At the rally, de Blasio spoke enthusiastically about the merits of issuing identification cards that undocumented residents could use to open bank accounts, lease apartments and receive library cards (an idea that was a non-starter in the Council in 2007).
"They may not be documented, but they are a half-million of our brothers and sisters, of our neighbors, of our family and friends," de Blasio said before a cheering crowd of mainly Hispanic lawmakers and supporters.
And he called on New York State to issue driver's licenses to the same population, an idea that former governor Eliot Spitzer could not push past considerable opposition in 2007.
"It's time that we call upon the State of New York to catch up with that progressive beacon, the State of Colorado," de Blasio said, in a reference to Colorado's decision earlier this year to issue driver's licenses to undocumented immigrants.
"I don't remember New York usually being placed behind Colorado on the progressiveness scale, so we've got some work to do," he added. De Blasio did not specifically mention Gov.
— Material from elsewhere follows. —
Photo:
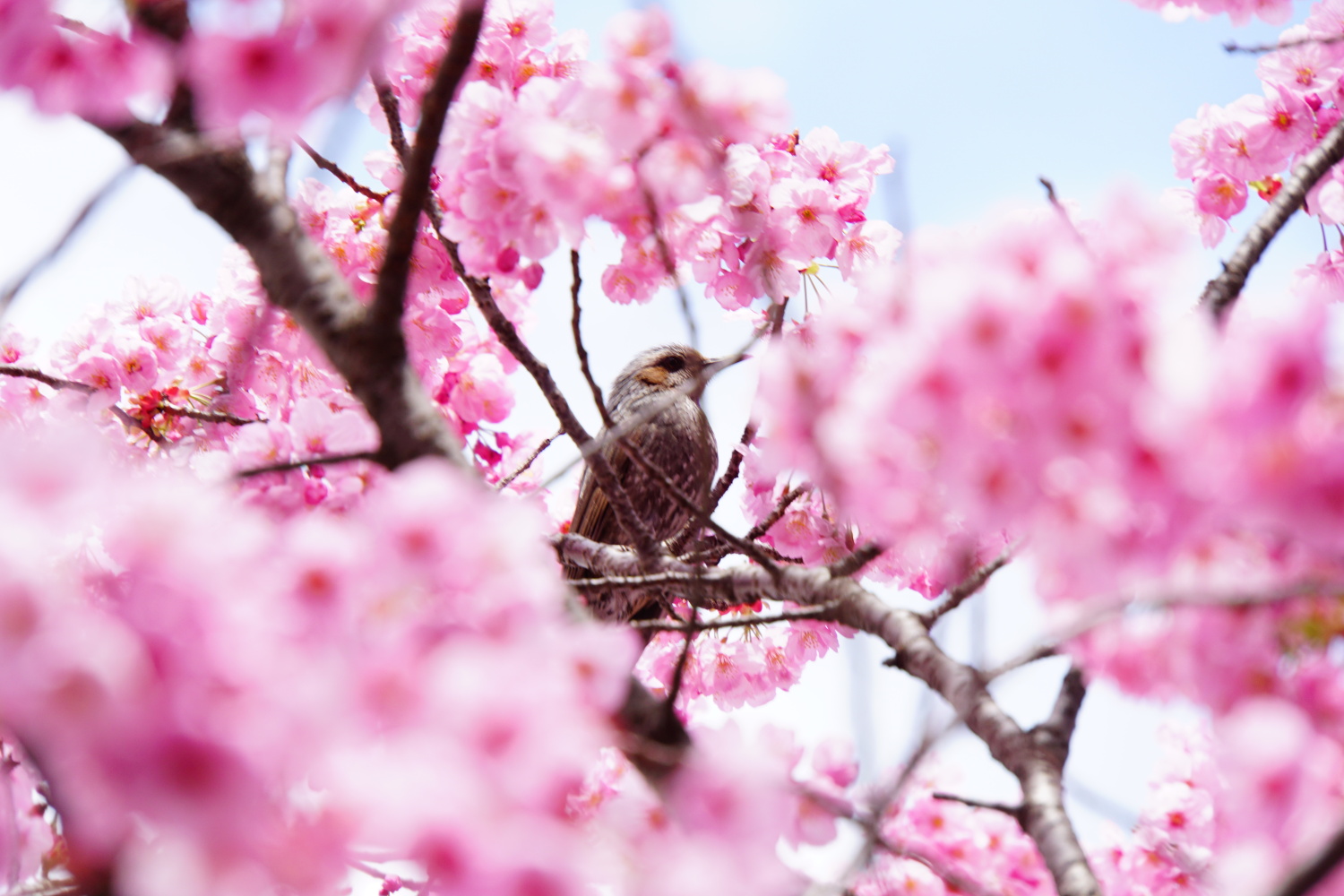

Andrew Cuomo.
And he didn't mention noncitizen voting, which is the subject of a bill that has already been introduced in the City Council.
The legislation, titled Intro 410, currently has 31 co-sponsors, and its prime sponsor, Queens councilman Danny Dromm, has said he expects it to come up for a vote next year.
At a debate last week, de Blasio said he's "not comfortable" with the current plan.
"I've talked to the advocates on that issue," he said. "They've presented their plan to me. I'm not comfortable with it at this point. It's I think an idea that is founded in good intent but there's a number of specifics that I can't agree with, as least as it's written now."
State Sen. Gustavo Rivera, who attended Sunday's rally wearing a de Blasio pin on his jacket, predicted Hispanic groups would push the issue under the next mayor.
"[Voting] is the most basic and direct level of representation," he told Capital. "I believe they should have a role. I look forward to having that conversation with the next mayor."
Rivera, who supported Council Speaker Christine Quinn in the Democratic primary, said he anticipates "a level of access that we have't had before" in the mayoralty.
Outgoing Mayor Michael Bloomberg, who has touted immigrants' rights throughout his mayoralty, is opposed to the measure.